19 Deep Understanding of Iterators and Generators

19 Deep Understanding of Iterators and Generators #

Hello, I’m Jingxiao.

When you first encountered Python, you might have written statements like for i in [2, 3, 5, 7, 11, 13]: print(i). The for loop in Python is easy to understand and much more concise and clear compared to statements like for (int i = 0; i < n; i ++) printf("%d\n", a[i]) in early versions of C++ and Java.

However, have you ever wondered what exactly happens when Python processes the for loop? What kind of objects can be enumerated using for loops?

In this lesson, we will delve into the implementation details of container types in Python and learn about something called iterators and generators.

Containers, Iterables, and Iterators You’ve Definitely Used #

The concept of containers is very easy to understand. As we’ve mentioned before, in Python, everything is an object, and the abstraction of an object is a class, while a collection of objects is a container.

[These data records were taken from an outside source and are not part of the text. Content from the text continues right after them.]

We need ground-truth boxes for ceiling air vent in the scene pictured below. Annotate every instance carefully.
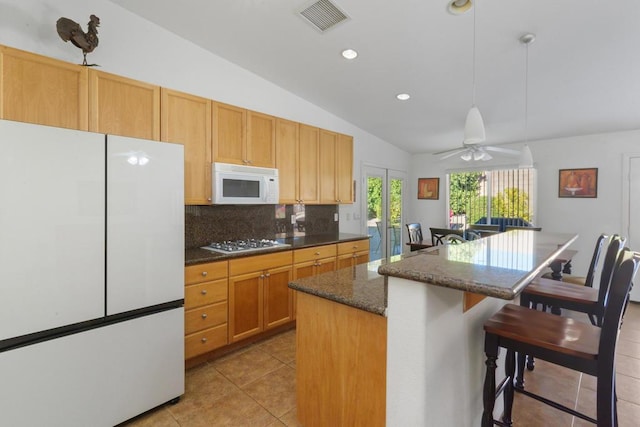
[299,0,349,33]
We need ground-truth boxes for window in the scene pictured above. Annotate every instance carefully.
[448,169,536,229]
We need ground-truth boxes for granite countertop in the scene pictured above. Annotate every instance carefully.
[184,233,369,265]
[378,230,578,300]
[289,260,387,316]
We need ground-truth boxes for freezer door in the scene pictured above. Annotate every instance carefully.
[0,120,105,340]
[107,135,184,315]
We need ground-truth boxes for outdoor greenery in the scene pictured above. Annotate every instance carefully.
[367,177,402,223]
[449,172,531,224]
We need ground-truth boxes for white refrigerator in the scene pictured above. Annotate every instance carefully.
[0,120,184,426]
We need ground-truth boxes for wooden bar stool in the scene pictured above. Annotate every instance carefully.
[516,235,624,380]
[482,250,640,427]
[542,234,608,288]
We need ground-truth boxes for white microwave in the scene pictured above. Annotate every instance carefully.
[211,163,280,205]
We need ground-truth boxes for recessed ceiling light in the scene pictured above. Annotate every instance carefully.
[447,0,473,15]
[342,49,358,59]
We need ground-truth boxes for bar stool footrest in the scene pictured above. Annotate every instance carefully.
[513,386,598,424]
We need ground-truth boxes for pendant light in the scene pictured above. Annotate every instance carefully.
[518,33,536,168]
[464,3,486,144]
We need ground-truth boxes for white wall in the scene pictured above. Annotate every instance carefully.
[0,0,409,233]
[408,131,640,275]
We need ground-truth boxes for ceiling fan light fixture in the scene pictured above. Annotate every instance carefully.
[518,144,533,168]
[447,0,473,15]
[464,105,486,144]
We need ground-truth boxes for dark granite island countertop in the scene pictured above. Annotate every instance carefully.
[378,230,578,300]
[184,233,369,265]
[289,257,390,316]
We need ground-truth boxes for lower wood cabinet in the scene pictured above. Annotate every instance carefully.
[337,239,369,270]
[229,251,293,343]
[184,261,229,359]
[291,244,337,319]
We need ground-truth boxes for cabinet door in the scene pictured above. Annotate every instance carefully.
[229,272,264,343]
[316,257,336,274]
[318,129,338,204]
[276,119,299,204]
[160,88,211,205]
[89,70,160,141]
[264,266,292,329]
[298,124,320,204]
[212,102,247,165]
[336,134,353,203]
[246,111,276,168]
[336,254,355,270]
[0,46,88,130]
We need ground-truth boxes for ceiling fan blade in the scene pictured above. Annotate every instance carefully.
[482,145,520,156]
[433,147,467,156]
[435,148,467,160]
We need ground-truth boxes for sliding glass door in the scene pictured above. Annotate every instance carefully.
[362,166,406,261]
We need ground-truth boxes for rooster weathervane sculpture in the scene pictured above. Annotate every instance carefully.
[56,15,100,67]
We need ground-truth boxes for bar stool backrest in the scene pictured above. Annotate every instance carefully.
[406,222,422,243]
[584,234,613,288]
[598,249,640,372]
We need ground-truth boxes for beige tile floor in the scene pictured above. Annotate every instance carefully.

Lists (list: [0, 1, 2]), tuples (tuple: (0, 1, 2)), dictionaries (dict: {0:0, 1:1, 2:2}), and sets (set: set([0, 1, 2])) are all containers. With containers, you can imagine them as units that hold multiple elements together. The difference between different containers lies in their internal data structure implementation. Then, you can choose different containers with different time and space complexities based on different scenarios.

All containers are iterable. Here, iteration is slightly different from enumeration. You can imagine iteration as going to buy apples, where the seller does not tell you how many apples they have in stock. So, every time you need to tell the seller that you want one apple, and then the seller takes action: either give you one apple or tell you that the apples are sold out. You don’t need to know how the seller arranges the apples in the warehouse, just like with a list where you don’t have to specify the index of an element. For containers such as dictionaries and sets, there is no concept of index. For example, if a dictionary is implemented using a hash table, all you need to know is that the next() function can retrieve all elements one by one without repetition or omission.

Strictly speaking, an iterator provides a next() method. After calling this method, you either get the next object in the container or receive a StopIteration error (indicating that the apples are sold out). You don’t need to specify the index of elements like in a list because containers like dictionaries and sets do not have indices. Instead, you only need to know that the next() function can retrieve all elements one by one.

An iterable object, returned by the iter() function, is used with the next() function to achieve iteration. The for in statement implicitly handles this process, so you only need to know what it roughly does.

Let’s take a look at the following code, which mainly shows you how to determine if an object is iterable. Of course, there is another approach: using isinstance(obj, Iterable).

def is_iterable(param):
    try:
        iter(param)
        return True
    except TypeError:
        return False

params = [
    1234,
    '1234',
    [1, 2, 3, 4],
    set([1, 2, 3, 4]),
    {1:1, 2:2, 3:3, 4:4},
    (1, 2, 3, 4)
]

for param in params:
    print('{} is iterable? {}'.format(param, is_iterable(param)))

The output is as follows:

1234 is iterable? False
'1234' is iterable? True
[1, 2, 3, 4] is iterable? True
{1, 2, 3, 4} is iterable? True
{1: 1, 2: 2, 3: 3, 4: 4} is iterable? True
(1, 2, 3, 4) is iterable? True

Based on this code, you can see that among the given types, all types except the number 1234 are iterable.

Generators, what are they? #

From what I know, many people may be unfamiliar with the concept of generators because in many commonly used languages there isn’t a corresponding model for generators.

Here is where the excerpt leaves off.